Tuesday, October 26, 2010

Quinoa: The "Mother Seed"

Commonly considered a grain, quinoa (pronounced keen-wah) is actually related to leafy green vegetables such as spinach, swiss chard, beets and tumbleweeds! Once considered the “mother seed” of the Incas, often now referred to as the "gold of the Incas." Quinoa is a nutritional powerhouse, containing all nine amino acids, making it a complete protein. These are not easy to find in the plant world, making quinoa an excellent option for vegetarians, vegans, and anyone interested in adding non-meat proteins to their diet. It is an excellent source of omega fatty acids, vitamin E, B vitamins, calcium, potassium, magnesium, iron, copper, phosphorous, manganese, niacin and thiamine. Quinoa is also naturally Gluten-Free, making it a fantastic food for people following a Gluten-Free diet, and it is high in dietary fiber!

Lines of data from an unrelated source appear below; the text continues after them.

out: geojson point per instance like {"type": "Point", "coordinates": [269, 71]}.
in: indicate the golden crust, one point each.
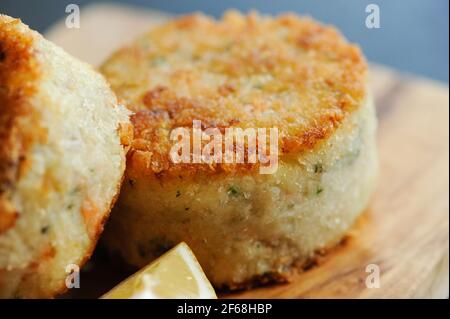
{"type": "Point", "coordinates": [18, 72]}
{"type": "Point", "coordinates": [242, 71]}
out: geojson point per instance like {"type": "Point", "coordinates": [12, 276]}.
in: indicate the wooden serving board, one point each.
{"type": "Point", "coordinates": [406, 229]}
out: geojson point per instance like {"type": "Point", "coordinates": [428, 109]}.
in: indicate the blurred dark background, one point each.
{"type": "Point", "coordinates": [414, 34]}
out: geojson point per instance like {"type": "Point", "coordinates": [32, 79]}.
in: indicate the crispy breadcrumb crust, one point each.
{"type": "Point", "coordinates": [21, 128]}
{"type": "Point", "coordinates": [288, 72]}
{"type": "Point", "coordinates": [18, 72]}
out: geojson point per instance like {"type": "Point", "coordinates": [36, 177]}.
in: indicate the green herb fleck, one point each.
{"type": "Point", "coordinates": [158, 61]}
{"type": "Point", "coordinates": [233, 191]}
{"type": "Point", "coordinates": [318, 168]}
{"type": "Point", "coordinates": [319, 190]}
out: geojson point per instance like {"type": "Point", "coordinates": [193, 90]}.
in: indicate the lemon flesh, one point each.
{"type": "Point", "coordinates": [177, 275]}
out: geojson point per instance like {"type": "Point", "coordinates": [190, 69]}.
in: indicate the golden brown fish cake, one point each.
{"type": "Point", "coordinates": [62, 158]}
{"type": "Point", "coordinates": [288, 73]}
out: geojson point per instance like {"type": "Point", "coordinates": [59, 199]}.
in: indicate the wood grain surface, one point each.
{"type": "Point", "coordinates": [405, 231]}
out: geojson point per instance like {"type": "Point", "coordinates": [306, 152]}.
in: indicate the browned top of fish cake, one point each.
{"type": "Point", "coordinates": [242, 71]}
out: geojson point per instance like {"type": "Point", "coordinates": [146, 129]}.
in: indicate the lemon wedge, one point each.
{"type": "Point", "coordinates": [177, 275]}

Because of all of its nutritional benefits, Quinoa has been used to increase stamina, ease migraines and hypertension, treat childhood asthma, keep gallstones from developing, help with Type 2 Diabetes, protect against heart disease, enhance calcium absorption which can help prevent Osteoporosis, treat arthritis, ease altitude sickness, help prevent Cataracts and benefits both babies and moms during pregnancy and breast feeding. Historically, quinoa has also been turned into a paste and used for inflammation, infection and the mending of bones.

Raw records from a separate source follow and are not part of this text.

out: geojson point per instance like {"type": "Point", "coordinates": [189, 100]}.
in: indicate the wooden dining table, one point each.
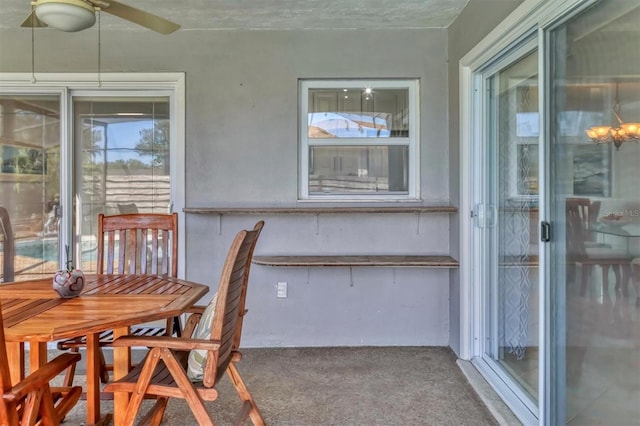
{"type": "Point", "coordinates": [35, 314]}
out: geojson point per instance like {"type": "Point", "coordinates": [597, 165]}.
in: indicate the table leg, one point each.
{"type": "Point", "coordinates": [121, 366]}
{"type": "Point", "coordinates": [93, 380]}
{"type": "Point", "coordinates": [15, 356]}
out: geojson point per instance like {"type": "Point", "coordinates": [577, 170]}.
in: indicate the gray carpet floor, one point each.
{"type": "Point", "coordinates": [343, 386]}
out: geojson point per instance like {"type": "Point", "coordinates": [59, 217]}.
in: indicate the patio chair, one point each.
{"type": "Point", "coordinates": [33, 400]}
{"type": "Point", "coordinates": [163, 373]}
{"type": "Point", "coordinates": [8, 247]}
{"type": "Point", "coordinates": [141, 243]}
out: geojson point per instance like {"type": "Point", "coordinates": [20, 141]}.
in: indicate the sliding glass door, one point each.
{"type": "Point", "coordinates": [122, 162]}
{"type": "Point", "coordinates": [594, 99]}
{"type": "Point", "coordinates": [30, 135]}
{"type": "Point", "coordinates": [68, 154]}
{"type": "Point", "coordinates": [507, 222]}
{"type": "Point", "coordinates": [556, 159]}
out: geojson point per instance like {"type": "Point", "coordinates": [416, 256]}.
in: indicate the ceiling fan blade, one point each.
{"type": "Point", "coordinates": [33, 21]}
{"type": "Point", "coordinates": [140, 17]}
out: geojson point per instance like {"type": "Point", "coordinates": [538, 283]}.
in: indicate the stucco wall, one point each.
{"type": "Point", "coordinates": [242, 150]}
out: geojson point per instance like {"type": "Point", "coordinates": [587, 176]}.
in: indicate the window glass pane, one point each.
{"type": "Point", "coordinates": [358, 113]}
{"type": "Point", "coordinates": [124, 156]}
{"type": "Point", "coordinates": [358, 169]}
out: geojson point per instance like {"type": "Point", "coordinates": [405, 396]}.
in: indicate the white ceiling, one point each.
{"type": "Point", "coordinates": [274, 14]}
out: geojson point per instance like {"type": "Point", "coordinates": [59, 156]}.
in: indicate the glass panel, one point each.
{"type": "Point", "coordinates": [595, 84]}
{"type": "Point", "coordinates": [512, 289]}
{"type": "Point", "coordinates": [358, 169]}
{"type": "Point", "coordinates": [358, 113]}
{"type": "Point", "coordinates": [124, 156]}
{"type": "Point", "coordinates": [29, 185]}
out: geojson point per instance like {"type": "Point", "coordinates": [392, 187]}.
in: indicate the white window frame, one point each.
{"type": "Point", "coordinates": [412, 141]}
{"type": "Point", "coordinates": [68, 84]}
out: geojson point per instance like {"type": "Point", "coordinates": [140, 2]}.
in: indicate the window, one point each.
{"type": "Point", "coordinates": [358, 139]}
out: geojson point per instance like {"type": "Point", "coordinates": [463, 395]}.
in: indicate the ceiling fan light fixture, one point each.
{"type": "Point", "coordinates": [66, 15]}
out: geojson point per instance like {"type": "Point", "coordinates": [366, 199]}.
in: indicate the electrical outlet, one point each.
{"type": "Point", "coordinates": [281, 290]}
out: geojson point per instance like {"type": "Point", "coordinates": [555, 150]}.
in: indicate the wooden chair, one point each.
{"type": "Point", "coordinates": [141, 243]}
{"type": "Point", "coordinates": [579, 252]}
{"type": "Point", "coordinates": [8, 246]}
{"type": "Point", "coordinates": [33, 400]}
{"type": "Point", "coordinates": [163, 372]}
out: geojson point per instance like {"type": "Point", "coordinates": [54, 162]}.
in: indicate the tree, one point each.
{"type": "Point", "coordinates": [154, 143]}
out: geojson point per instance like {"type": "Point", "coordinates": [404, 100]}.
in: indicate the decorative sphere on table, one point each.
{"type": "Point", "coordinates": [68, 283]}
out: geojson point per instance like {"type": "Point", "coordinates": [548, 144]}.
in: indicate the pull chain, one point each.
{"type": "Point", "coordinates": [99, 50]}
{"type": "Point", "coordinates": [33, 46]}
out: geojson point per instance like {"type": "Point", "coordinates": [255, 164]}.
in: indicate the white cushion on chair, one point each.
{"type": "Point", "coordinates": [198, 357]}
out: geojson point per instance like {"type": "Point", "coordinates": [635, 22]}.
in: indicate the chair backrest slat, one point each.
{"type": "Point", "coordinates": [147, 243]}
{"type": "Point", "coordinates": [230, 303]}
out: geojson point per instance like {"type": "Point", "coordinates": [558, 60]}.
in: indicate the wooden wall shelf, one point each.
{"type": "Point", "coordinates": [391, 261]}
{"type": "Point", "coordinates": [318, 210]}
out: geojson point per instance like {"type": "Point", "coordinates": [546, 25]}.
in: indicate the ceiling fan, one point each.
{"type": "Point", "coordinates": [77, 15]}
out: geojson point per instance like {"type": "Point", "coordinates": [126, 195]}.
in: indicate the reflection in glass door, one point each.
{"type": "Point", "coordinates": [595, 201]}
{"type": "Point", "coordinates": [510, 278]}
{"type": "Point", "coordinates": [29, 186]}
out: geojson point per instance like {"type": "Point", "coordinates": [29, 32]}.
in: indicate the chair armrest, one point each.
{"type": "Point", "coordinates": [196, 309]}
{"type": "Point", "coordinates": [169, 342]}
{"type": "Point", "coordinates": [41, 377]}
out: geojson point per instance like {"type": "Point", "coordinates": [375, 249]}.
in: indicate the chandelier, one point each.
{"type": "Point", "coordinates": [623, 132]}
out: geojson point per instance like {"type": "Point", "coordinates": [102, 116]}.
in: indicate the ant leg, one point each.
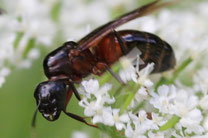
{"type": "Point", "coordinates": [121, 43]}
{"type": "Point", "coordinates": [78, 118]}
{"type": "Point", "coordinates": [76, 93]}
{"type": "Point", "coordinates": [117, 77]}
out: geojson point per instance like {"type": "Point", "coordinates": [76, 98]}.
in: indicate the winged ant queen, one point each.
{"type": "Point", "coordinates": [94, 54]}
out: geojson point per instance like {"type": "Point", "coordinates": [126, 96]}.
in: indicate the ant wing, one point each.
{"type": "Point", "coordinates": [95, 36]}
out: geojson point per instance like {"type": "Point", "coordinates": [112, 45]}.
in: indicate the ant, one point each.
{"type": "Point", "coordinates": [94, 54]}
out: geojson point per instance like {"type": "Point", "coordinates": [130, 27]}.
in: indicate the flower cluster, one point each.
{"type": "Point", "coordinates": [173, 106]}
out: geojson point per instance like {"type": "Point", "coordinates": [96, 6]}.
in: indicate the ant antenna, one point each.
{"type": "Point", "coordinates": [34, 115]}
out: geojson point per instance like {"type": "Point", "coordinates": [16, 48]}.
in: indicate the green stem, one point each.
{"type": "Point", "coordinates": [129, 98]}
{"type": "Point", "coordinates": [18, 38]}
{"type": "Point", "coordinates": [29, 46]}
{"type": "Point", "coordinates": [170, 124]}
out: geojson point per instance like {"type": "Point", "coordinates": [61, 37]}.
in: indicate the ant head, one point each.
{"type": "Point", "coordinates": [50, 98]}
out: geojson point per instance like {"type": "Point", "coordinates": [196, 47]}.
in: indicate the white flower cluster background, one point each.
{"type": "Point", "coordinates": [171, 104]}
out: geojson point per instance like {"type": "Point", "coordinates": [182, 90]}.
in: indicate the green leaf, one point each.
{"type": "Point", "coordinates": [170, 124]}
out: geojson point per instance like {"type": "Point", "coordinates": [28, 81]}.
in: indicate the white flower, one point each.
{"type": "Point", "coordinates": [192, 122]}
{"type": "Point", "coordinates": [79, 134]}
{"type": "Point", "coordinates": [201, 80]}
{"type": "Point", "coordinates": [120, 120]}
{"type": "Point", "coordinates": [164, 99]}
{"type": "Point", "coordinates": [156, 135]}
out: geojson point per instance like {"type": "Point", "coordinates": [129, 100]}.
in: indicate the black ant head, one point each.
{"type": "Point", "coordinates": [50, 98]}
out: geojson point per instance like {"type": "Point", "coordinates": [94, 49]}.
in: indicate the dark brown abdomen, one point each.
{"type": "Point", "coordinates": [153, 49]}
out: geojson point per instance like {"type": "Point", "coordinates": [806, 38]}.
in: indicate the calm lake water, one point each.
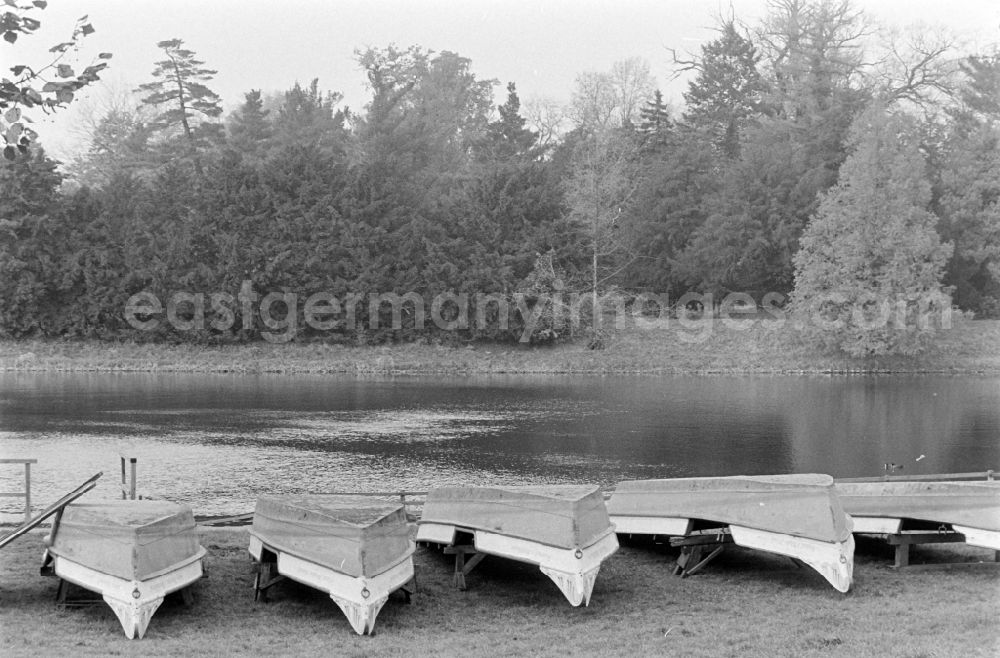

Quinoa has been cultivated in the Andes Mountains for well over 5,000 years. It is grown at high altitudes, can withstand both intense heat and freezing temperatures and requires very little water. In addition, quinoa in its natural state is covered in a bitter-tasting layer of saponins, making it unpopular with birds meaning that the crop remains intact throughout the growing season.

Quinoa is cultivated in three colors, white, red and black and is similar in appearance to couscous. It should be washed thoroughly before cooking to remove the saponins. Quinoa only requires about 10-20 minutes cooking time and is extremely versatile. It is good at breakfast, lunch, dinner or dessert! Try using quinoa as a warm breakfast cereal with fruit, in burritos, soups or stews, casseroles, salads, baked bread, veggie burgers, in place of bulgur in tabouleh, sauteed with veggies, in stuffed peppers, in black bean and corn cakes, in place of rice in pudding and even in brewing beer...the possibilities are endless! We sell a delicious Quinoa Salad with cashews and cranberries, available in our deli! Let's hear your favorite ways to enjoy this well-rounded superfood!

Friday, October 22, 2010

What's In a Number? Part II

544,000 – How many trees we could save if every U.S. household replaced just one roll of virgin-fiber paper towels with 100%-recycled paper towels.

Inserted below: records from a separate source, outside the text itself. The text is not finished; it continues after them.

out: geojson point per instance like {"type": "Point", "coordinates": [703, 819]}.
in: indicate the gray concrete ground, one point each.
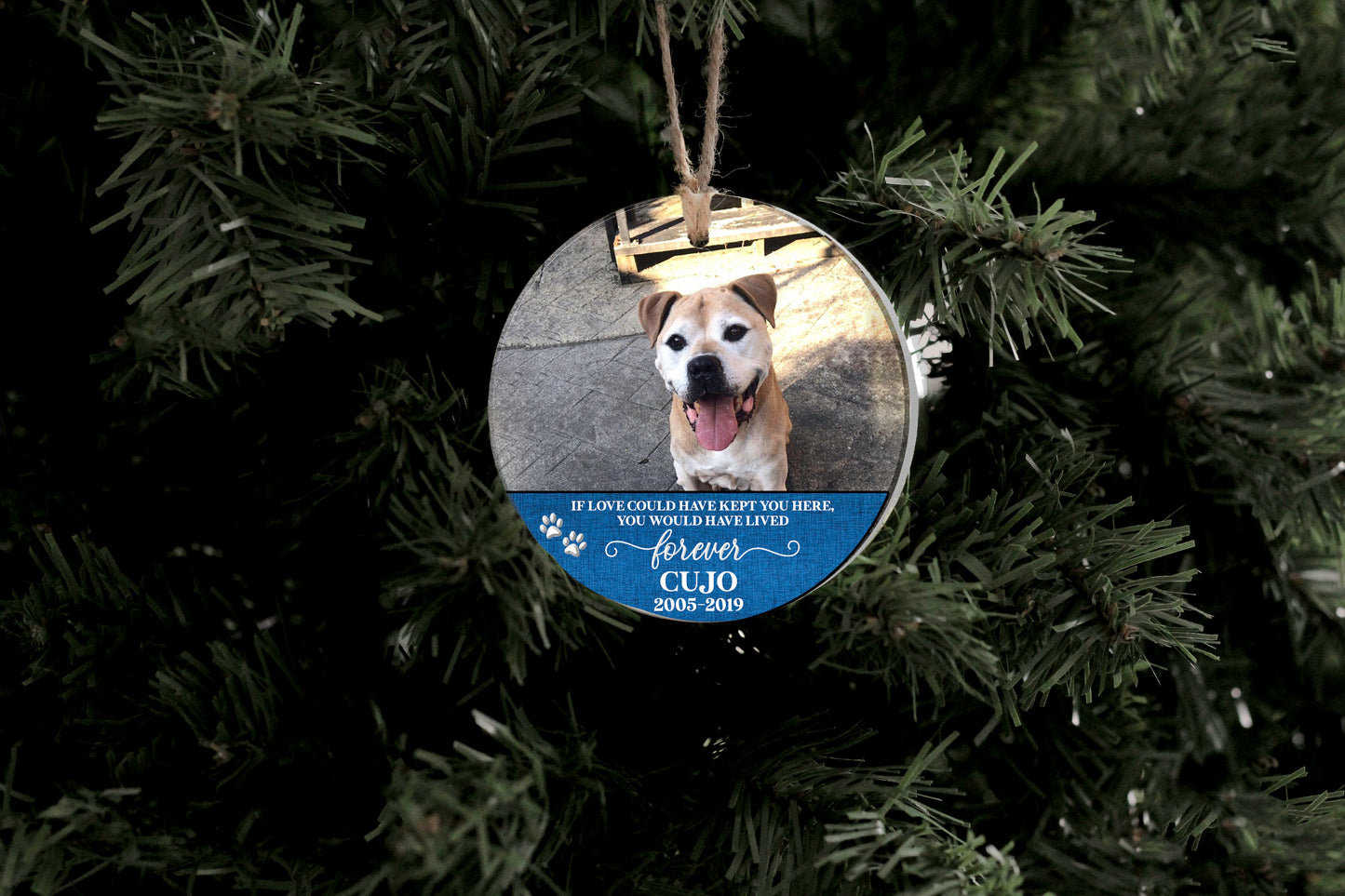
{"type": "Point", "coordinates": [577, 405]}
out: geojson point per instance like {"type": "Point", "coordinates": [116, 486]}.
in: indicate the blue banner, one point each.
{"type": "Point", "coordinates": [701, 555]}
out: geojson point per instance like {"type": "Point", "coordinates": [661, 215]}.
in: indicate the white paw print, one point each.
{"type": "Point", "coordinates": [550, 527]}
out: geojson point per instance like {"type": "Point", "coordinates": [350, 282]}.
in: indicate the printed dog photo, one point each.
{"type": "Point", "coordinates": [765, 361]}
{"type": "Point", "coordinates": [729, 424]}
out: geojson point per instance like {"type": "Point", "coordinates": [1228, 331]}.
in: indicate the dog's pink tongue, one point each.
{"type": "Point", "coordinates": [717, 424]}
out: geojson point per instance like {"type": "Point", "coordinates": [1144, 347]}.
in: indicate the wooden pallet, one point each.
{"type": "Point", "coordinates": [656, 226]}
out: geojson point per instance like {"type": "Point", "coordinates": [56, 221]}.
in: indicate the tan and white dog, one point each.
{"type": "Point", "coordinates": [729, 424]}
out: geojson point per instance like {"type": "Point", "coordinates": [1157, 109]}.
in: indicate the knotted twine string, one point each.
{"type": "Point", "coordinates": [694, 190]}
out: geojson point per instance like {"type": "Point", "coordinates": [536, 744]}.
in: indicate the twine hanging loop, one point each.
{"type": "Point", "coordinates": [694, 190]}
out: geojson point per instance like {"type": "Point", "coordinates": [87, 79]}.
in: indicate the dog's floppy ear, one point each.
{"type": "Point", "coordinates": [653, 310]}
{"type": "Point", "coordinates": [759, 291]}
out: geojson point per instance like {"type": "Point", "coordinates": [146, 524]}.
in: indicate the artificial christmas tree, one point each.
{"type": "Point", "coordinates": [275, 627]}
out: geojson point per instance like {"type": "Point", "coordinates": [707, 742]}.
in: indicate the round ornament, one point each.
{"type": "Point", "coordinates": [703, 432]}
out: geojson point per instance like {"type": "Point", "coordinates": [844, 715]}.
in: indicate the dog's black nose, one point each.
{"type": "Point", "coordinates": [704, 368]}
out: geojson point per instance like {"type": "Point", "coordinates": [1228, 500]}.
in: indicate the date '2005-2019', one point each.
{"type": "Point", "coordinates": [692, 604]}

40 – The percentage of solid mass in our landfills that’s made up of paper and paperboard waste.

200 – The number of pounds of meat, poultry and fish eaten by the average American in one year.

150 – The number of pounds the average American ate 50 years ago.

50 – The percentage of water American households devote to lawns, gardens and pools.

4.6 – How many pounds of trash the average American generates per day. Two and a half pounds of that trash goes to landfills; the remainder is recycled or incinerated.

1 Million – The number of trees ground up each year to produce junk mail.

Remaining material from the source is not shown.